ALEXANDRIA, Va. — AT&T Corp. sued MCI on Tuesday seeking millions over allegations MCI routed long-distance calls through Canada as part of a scheme that forced AT&T to pay costly fees MCI should have paid to complete those calls.
The civil fraud and racketeering suit, filed in U.S. District Court in Virginia, mirrors charges already being investigated in a federal criminal probe that could derail MCI's bid to emerge from bankruptcy as early as this fall.
Prosecutors are also investigating charges by Verizon Communications and SBC Communications that MCI has disguised its calls as local traffic to avoid paying the fees that local telephone companies get for providing the connection between a long-distance network and a person's home.
The AT&T lawsuit contains new allegations that MCI sent calls through Canada even when the final destination was a local phone network in Phoenix owned by MCI. By doing so, MCI forced AT&T to pay fees that MCI " 'created' out of thin air," the lawsuit alleges.
MCI, which has rejected AT&T's earlier charges and defended its call-routing strategies as proper, said in a statement Tuesday that the lawsuit "is nothing more than AT&T trying to make headlines from something that is at best a commercial dispute that started weeks ago."
Filing the lawsuit in Virginia, where MCI recently moved its headquarters from Mississippi, will allow for a broader inquiry than would be permitted in bankruptcy court, where AT&T has leveled similar allegations against MCI.
MCI, formerly known as WorldCom, is trying to emerge from bankruptcy just a little more than a year after collapsing in an $11 billion accounting scandal. The new controversy over call routing has threatened to delay that effort.
The company says its accusers are merely trying to sabotage its bankruptcy reorganization.
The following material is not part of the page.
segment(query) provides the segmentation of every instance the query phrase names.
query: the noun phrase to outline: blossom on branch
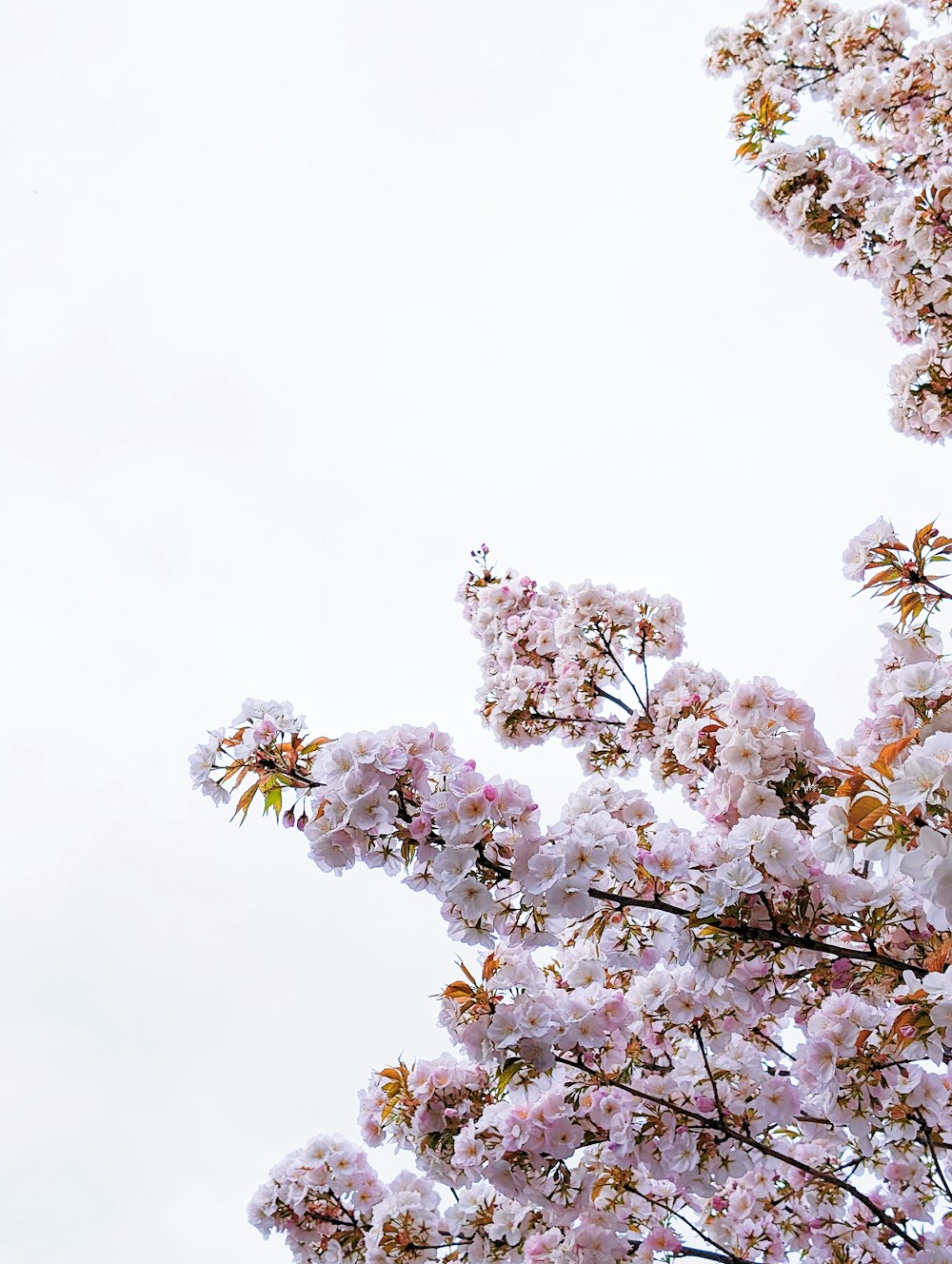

In its lawsuit, AT&T claims it has a host of circumstantial evidence to prove MCI and another small carrier, Minneapolis-based Onvoy, engaged in a scheme they dubbed the "Canadian Gateway project."
MCI responded in its statement that, "Our internal review . . . has found nothing wrong in our dealings with Onvoy."
Typically, when an MCI subscriber makes a long-distance call, MCI must pay an access fee to the local company that owns the final connection to the dialed phone number. In many rural locations, where running a local phone system is less profitable, the access fee charged to long-distance companies can be particularly high.
Since AT&T has a contract with Bell Canada in which most of the Canadian company's U.S.-bound calls are routed onto AT&T's network, the local access fees for those completing those calls are paid by AT&T.
The lawsuit claims MCI conspired with Onvoy to route long-distance calls that originated in the United States through Canada, forcing AT&T to pay access fees that would have been billed to MCI if they had remained on MCI's vast U.S. network. The alleged conspiracy began on or before July 2001 and has continued through the present, according to the lawsuit.